The defamation notice is in response to TIP’s letter issued on April 9, which was published in local newspapers the following day and levelled allegations of wrongdoing against the power company.
The corruption watchdog in the letter asked the United States Department of Justice to take action against one of the major rental power plants Walters Power International for committing fraud in Pakistan worth $20 million, according to The News.
WPIL has taken strong exception to the mischaracterisation of the Supreme Court of Pakistan’s judgment of March 30, 2012, regarding rental power plants (RPPs), one of which WPIL set up in Naudero, Sindh.
According to a statement issued by WPIL, the notice, issued by Ebrahim Hosain Advocates and Corporate Counsel, has been copied to the US Department of Justice and to Transparency International’s headquarters in Brussels.
“Your latest transgression is in keeping with your remorseless, habitual, willful, and chronic misrepresentation of facts that have brought disrepute in Pakistan to you as an individual as well as to Transparency International, whose Pakistan chapter you seemingly represent,” reads the notice to Gilani. “Your intellectual and financial integrity has been called into question repeatedly and you have also been the subject of federal investigations.”

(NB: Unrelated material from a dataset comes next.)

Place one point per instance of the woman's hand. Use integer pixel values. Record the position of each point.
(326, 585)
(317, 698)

Furthermore, WPIL categorically denies Gilani’s allegation that its 51MW Power Plant at Naudero is to blame for Pakistan’s debilitating electricity shortages — estimated currently at over 7,000MW — as false and frivolous. WPIL categorically denies as false and fictitious Gilani’s contention that the power company gained any undue financial benefits or that it committed any wrongdoing in the award and implementation of its contracts.
Published in The Express Tribune, April 14th, 2012.